Single Port RAM (128×8) — Design & Testbench in Verilog

💿 Introduction & Theory

A Single Port RAM has exactly one address bus, one data input bus, and one data output bus. Read and write operations share the same address port — only one can occur per clock cycle. A write-enable signal selects between reading (we=0) and writing (we=1). The 128×8 configuration means 128 memory locations, each 8 bits wide, for a total of 1024 bits (128 bytes).

💿

128 × 8

128 addressable locations (7-bit address, 0x00–0x7F), each storing 8 bits. Total: 1024 bits = 128 bytes.

✏

Write Enable

When we=1 at a clock edge, data_in is written to the location addressed by addr. When we=0, the location is read.

🕐

Read Modes

Sync read: data appears one cycle after the read address. Async read: data changes immediately with the address (combinational).

🛠

FPGA Mapping

Synthesis tools infer BRAM (Block RAM) or distributed RAM from these patterns. Sync read maps to BRAM; async read maps to distributed LUT RAM.

Memory Organisation

0x7F (127)

mem[127][7:0]

Highest address

0x7E (126)

mem[126][7:0]

⋮

⋮ (124 locations)

0x01 (1)

mem[1][7:0]

0x00 (0)

mem[0][7:0]

Lowest address

📋 Port Description & Function Table

Port	Dir	Width	Description
clk	in	1	Clock — active rising edge for write (and sync read)
we	in	1	Write enable: 1=write, 0=read
addr	in	7	Address [6:0] — selects one of 128 locations (0x00–0x7F)
data_in	in	8	Write data [7:0] — captured when we=1 at clock edge
data_out	out	8	Read data [7:0] — registered (sync) or combinational (async)

Function Table

clk edge	we	addr	data_in	Operation	data_out
↑	1	A	D	Write: mem[A] <= D	varies by mode
↑	0	A	x	Read (sync): data_out <= mem[A]	mem[A] (next cycle)
—	0	A	x	Read (async): data_out = mem[A]	mem[A] (immediate)
—	x	x	x	No clock edge	Holds previous value (sync)

🔌 Block Diagram

Fig 1 — Single-port RAM 128×8: shared address bus, write path and read path

⚫ Implementation 1 — Synchronous Write / Synchronous Read (Write-First)

Both write and read are registered on the rising clock edge. When a write occurs (we=1), if the read address equals the write address, data_out immediately reflects the newly written value on the same cycle — this is the write-first (or read-new-data) behaviour.
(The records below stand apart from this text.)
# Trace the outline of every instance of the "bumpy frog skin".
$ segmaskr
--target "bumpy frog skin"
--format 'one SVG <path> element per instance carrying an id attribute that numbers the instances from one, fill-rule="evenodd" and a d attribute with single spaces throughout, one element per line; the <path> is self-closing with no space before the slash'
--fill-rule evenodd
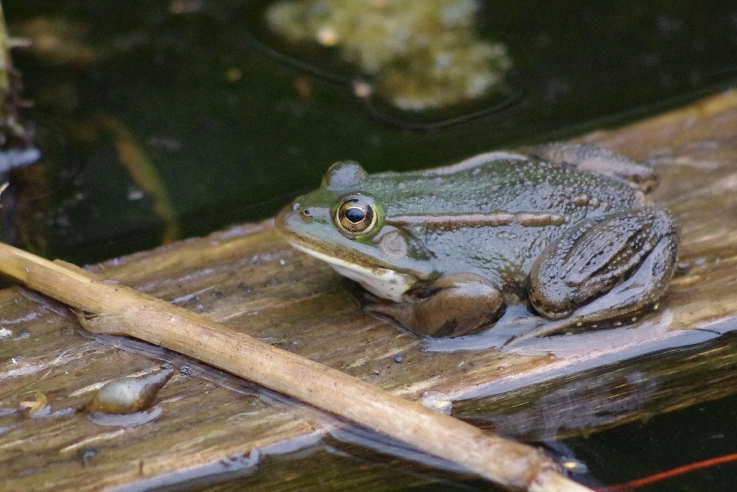
<path id="1" fill-rule="evenodd" d="M 573 144 L 414 172 L 343 161 L 276 226 L 418 334 L 478 333 L 520 303 L 597 325 L 657 308 L 668 288 L 678 228 L 645 196 L 657 183 L 646 166 Z"/>

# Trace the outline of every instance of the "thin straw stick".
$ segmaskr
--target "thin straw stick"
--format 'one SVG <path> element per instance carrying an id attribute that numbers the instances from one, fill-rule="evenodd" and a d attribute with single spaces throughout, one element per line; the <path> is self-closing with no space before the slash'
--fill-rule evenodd
<path id="1" fill-rule="evenodd" d="M 129 287 L 97 281 L 73 265 L 0 243 L 0 273 L 77 309 L 101 314 L 105 323 L 91 323 L 98 332 L 129 335 L 188 355 L 399 439 L 499 485 L 533 492 L 590 491 L 560 474 L 539 450 L 394 396 Z M 110 323 L 111 319 L 116 323 Z"/>

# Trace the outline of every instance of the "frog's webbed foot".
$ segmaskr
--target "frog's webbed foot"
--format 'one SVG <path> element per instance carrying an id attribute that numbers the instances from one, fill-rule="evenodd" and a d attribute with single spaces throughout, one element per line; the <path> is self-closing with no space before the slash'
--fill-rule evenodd
<path id="1" fill-rule="evenodd" d="M 403 299 L 398 303 L 378 300 L 366 309 L 394 318 L 413 333 L 430 337 L 478 333 L 504 313 L 499 289 L 471 273 L 441 277 L 411 289 Z"/>
<path id="2" fill-rule="evenodd" d="M 645 193 L 654 189 L 658 184 L 657 175 L 649 166 L 595 145 L 559 142 L 535 145 L 523 150 L 541 161 L 618 176 L 634 183 Z"/>
<path id="3" fill-rule="evenodd" d="M 530 302 L 550 319 L 573 313 L 565 323 L 553 323 L 556 331 L 632 316 L 665 295 L 677 249 L 678 228 L 663 210 L 638 208 L 581 221 L 535 261 Z M 546 334 L 545 327 L 538 331 Z"/>

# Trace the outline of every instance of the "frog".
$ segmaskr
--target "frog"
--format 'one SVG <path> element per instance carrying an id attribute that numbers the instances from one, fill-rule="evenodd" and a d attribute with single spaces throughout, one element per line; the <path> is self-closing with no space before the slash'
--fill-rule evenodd
<path id="1" fill-rule="evenodd" d="M 621 326 L 658 309 L 677 265 L 679 225 L 648 196 L 657 183 L 652 167 L 587 144 L 410 172 L 342 161 L 275 223 L 357 282 L 366 310 L 421 337 L 481 333 L 513 305 L 558 331 Z"/>

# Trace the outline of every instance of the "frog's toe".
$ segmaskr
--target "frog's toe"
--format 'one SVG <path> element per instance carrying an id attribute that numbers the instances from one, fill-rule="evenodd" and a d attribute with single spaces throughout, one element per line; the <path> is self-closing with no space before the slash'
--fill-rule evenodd
<path id="1" fill-rule="evenodd" d="M 498 289 L 469 273 L 441 277 L 405 297 L 405 302 L 378 303 L 366 309 L 389 316 L 419 335 L 438 337 L 478 333 L 504 313 Z"/>
<path id="2" fill-rule="evenodd" d="M 663 210 L 639 208 L 584 220 L 538 258 L 528 283 L 530 302 L 553 320 L 592 303 L 595 309 L 579 322 L 642 310 L 665 295 L 677 247 L 677 227 Z"/>

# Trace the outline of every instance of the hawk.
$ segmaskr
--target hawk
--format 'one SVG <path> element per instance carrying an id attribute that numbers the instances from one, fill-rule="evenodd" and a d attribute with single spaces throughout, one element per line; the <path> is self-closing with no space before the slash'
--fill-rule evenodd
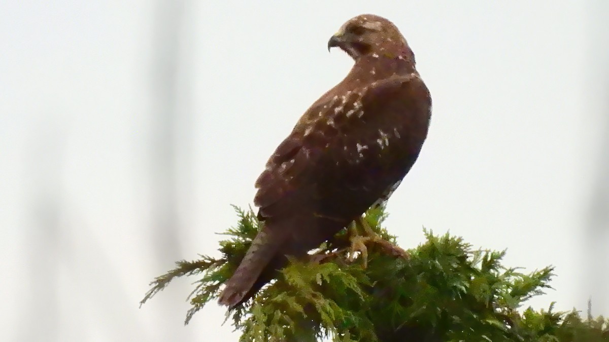
<path id="1" fill-rule="evenodd" d="M 305 257 L 386 201 L 427 136 L 431 97 L 392 22 L 353 18 L 329 39 L 333 47 L 354 64 L 300 117 L 256 181 L 264 226 L 219 296 L 229 309 L 270 281 L 286 256 Z"/>

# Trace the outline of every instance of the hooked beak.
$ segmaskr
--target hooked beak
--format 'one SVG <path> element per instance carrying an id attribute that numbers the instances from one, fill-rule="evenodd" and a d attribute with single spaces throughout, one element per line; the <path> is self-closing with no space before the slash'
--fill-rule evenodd
<path id="1" fill-rule="evenodd" d="M 334 35 L 330 37 L 330 40 L 328 41 L 328 52 L 329 52 L 330 49 L 333 47 L 336 47 L 337 46 L 340 46 L 345 41 L 343 38 L 345 35 L 337 33 Z"/>

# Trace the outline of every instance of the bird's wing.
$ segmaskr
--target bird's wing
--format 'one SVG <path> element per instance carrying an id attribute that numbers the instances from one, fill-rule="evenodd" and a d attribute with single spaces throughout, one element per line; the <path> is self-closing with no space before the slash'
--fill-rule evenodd
<path id="1" fill-rule="evenodd" d="M 418 75 L 337 94 L 309 108 L 269 158 L 256 182 L 261 218 L 315 210 L 347 219 L 399 183 L 414 162 L 431 113 Z M 353 210 L 339 210 L 339 201 L 350 200 Z"/>

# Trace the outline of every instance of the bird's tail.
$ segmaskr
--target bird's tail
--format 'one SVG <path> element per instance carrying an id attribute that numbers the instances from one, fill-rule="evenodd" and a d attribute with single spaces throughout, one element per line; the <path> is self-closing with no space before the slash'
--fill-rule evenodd
<path id="1" fill-rule="evenodd" d="M 252 296 L 252 287 L 281 246 L 287 231 L 284 228 L 271 229 L 266 225 L 258 232 L 233 276 L 225 284 L 218 299 L 220 304 L 232 309 L 249 299 L 246 296 Z"/>

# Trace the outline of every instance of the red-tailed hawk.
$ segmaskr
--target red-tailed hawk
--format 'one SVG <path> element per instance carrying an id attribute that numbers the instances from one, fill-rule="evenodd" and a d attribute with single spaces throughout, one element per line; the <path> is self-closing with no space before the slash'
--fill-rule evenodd
<path id="1" fill-rule="evenodd" d="M 356 16 L 330 38 L 333 47 L 355 63 L 304 113 L 256 181 L 264 226 L 220 296 L 230 308 L 270 281 L 285 256 L 304 256 L 386 200 L 427 136 L 429 92 L 392 23 Z"/>

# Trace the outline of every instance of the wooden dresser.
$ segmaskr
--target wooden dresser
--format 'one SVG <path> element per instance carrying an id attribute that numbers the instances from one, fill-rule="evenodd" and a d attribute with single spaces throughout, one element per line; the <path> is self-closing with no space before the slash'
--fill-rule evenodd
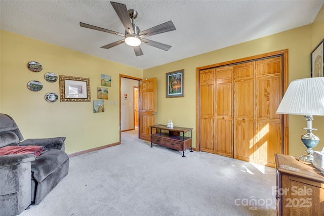
<path id="1" fill-rule="evenodd" d="M 185 157 L 184 152 L 188 149 L 192 151 L 191 146 L 192 128 L 176 127 L 168 127 L 164 124 L 157 124 L 151 127 L 151 147 L 152 143 L 165 146 L 173 149 L 182 151 L 182 157 Z M 153 130 L 155 133 L 153 133 Z M 163 131 L 165 133 L 163 133 Z M 168 131 L 168 133 L 165 133 Z M 190 132 L 190 137 L 185 137 L 187 132 Z"/>
<path id="2" fill-rule="evenodd" d="M 275 154 L 278 215 L 324 215 L 324 176 L 290 155 Z"/>

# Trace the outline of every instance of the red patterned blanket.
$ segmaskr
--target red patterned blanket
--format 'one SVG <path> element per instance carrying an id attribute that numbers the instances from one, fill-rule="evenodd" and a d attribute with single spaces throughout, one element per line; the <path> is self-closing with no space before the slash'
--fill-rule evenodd
<path id="1" fill-rule="evenodd" d="M 38 156 L 43 150 L 46 148 L 42 146 L 10 146 L 0 148 L 0 155 L 10 154 L 32 154 L 35 156 Z"/>

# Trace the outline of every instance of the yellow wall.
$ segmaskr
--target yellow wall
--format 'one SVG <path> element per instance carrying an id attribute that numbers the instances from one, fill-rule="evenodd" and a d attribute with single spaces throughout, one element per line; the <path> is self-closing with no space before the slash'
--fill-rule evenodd
<path id="1" fill-rule="evenodd" d="M 193 145 L 196 139 L 196 69 L 197 67 L 289 49 L 289 82 L 310 77 L 310 54 L 314 46 L 324 37 L 324 7 L 317 15 L 315 22 L 277 34 L 216 50 L 198 56 L 160 65 L 143 71 L 143 78 L 156 76 L 157 81 L 157 123 L 166 123 L 172 119 L 175 125 L 193 127 Z M 316 25 L 316 27 L 315 27 Z M 316 36 L 316 42 L 312 41 Z M 172 49 L 172 48 L 171 48 Z M 184 69 L 184 98 L 166 98 L 166 73 Z M 154 74 L 152 75 L 152 74 Z M 324 146 L 324 118 L 315 116 L 314 133 L 321 139 L 314 150 Z M 300 141 L 306 126 L 303 116 L 289 116 L 289 154 L 298 156 L 304 154 L 305 148 Z"/>
<path id="2" fill-rule="evenodd" d="M 312 24 L 144 71 L 2 30 L 0 36 L 0 112 L 15 118 L 25 139 L 66 137 L 68 153 L 118 142 L 121 73 L 139 78 L 156 76 L 157 123 L 166 124 L 171 119 L 175 125 L 193 127 L 195 146 L 196 68 L 288 49 L 289 82 L 308 77 L 310 53 L 324 37 L 324 7 Z M 31 61 L 40 63 L 43 70 L 39 73 L 28 70 L 27 63 Z M 185 97 L 166 98 L 166 73 L 182 69 Z M 44 79 L 48 72 L 90 78 L 91 102 L 46 102 L 44 96 L 48 92 L 59 94 L 58 81 L 50 83 Z M 93 113 L 93 101 L 96 99 L 97 88 L 100 86 L 101 73 L 111 75 L 112 87 L 109 88 L 105 112 Z M 32 80 L 42 82 L 43 89 L 38 92 L 29 90 L 26 85 Z M 117 101 L 117 104 L 110 105 L 110 101 Z M 306 126 L 306 121 L 297 115 L 290 115 L 289 121 L 289 153 L 297 156 L 304 153 L 305 147 L 299 137 L 304 133 L 302 127 Z M 313 126 L 318 129 L 314 134 L 321 140 L 315 150 L 324 146 L 323 122 L 324 116 L 314 117 Z"/>
<path id="3" fill-rule="evenodd" d="M 141 78 L 142 70 L 2 30 L 1 37 L 0 112 L 14 118 L 25 139 L 66 137 L 67 153 L 119 142 L 119 74 Z M 42 64 L 42 71 L 29 70 L 31 61 Z M 44 79 L 49 72 L 90 78 L 91 102 L 47 102 L 46 93 L 59 95 L 59 81 Z M 105 112 L 94 113 L 102 73 L 111 76 L 111 87 Z M 41 82 L 43 90 L 30 91 L 30 80 Z"/>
This is the most common FPGA BRAM configuration.

sp_ram_sync

128×8 · Sync write · Sync read · Write-first · FPGA BRAM-compatible

Sync / Write-First

// ============================================================
// Module   : sp_ram_sync
// Config   : 128 locations x 8 bits (128 bytes)
// Write    : Synchronous (rising edge, we=1)
// Read     : Synchronous (rising edge, we=0)
// Behaviour: Write-first -- on simultaneous write+read to same
//            address, data_out = data_in (new data wins)
// FPGA     : Maps to Block RAM (BRAM) on Xilinx/Intel/Lattice
// ============================================================
`timescale 1ns/1ps
`default_nettype none

module sp_ram_sync #(
  parameter DEPTH = 128,                    // number of locations
  parameter WIDTH = 8,                     // bits per location
  parameter ADDR_W = $clog2(DEPTH)         // 7 for DEPTH=128
) (
  input                  clk,
  input                  we,             // write enable
  input  [ADDR_W-1:0]  addr,           // 7-bit address
  input  [WIDTH-1:0]   data_in,
  output reg [WIDTH-1:0] data_out
);

  // Memory array: DEPTH locations, each WIDTH bits wide
  reg [WIDTH-1:0] mem [0:DEPTH-1];

  always @(posedge clk) begin
    if (we) begin
      mem[addr] <= data_in;    // synchronous write
      data_out  <= data_in;    // write-first: output reflects new data
    end else begin
      data_out <= mem[addr];   // synchronous read
    end
  end

endmodule
`default_nettype wire

Write-first vs write-then-read timing: In write-first mode, when we=1, data_out is assigned data_in directly (bypassing the memory array). The memory array is also updated. This means a read immediately after a write to the same address does not need to wait for the memory array to settle — it reads the bypass path. On Xilinx 7-series and UltraScale FPGAs, this corresponds to the READ_FIRST = false mode of RAMB18/RAMB36.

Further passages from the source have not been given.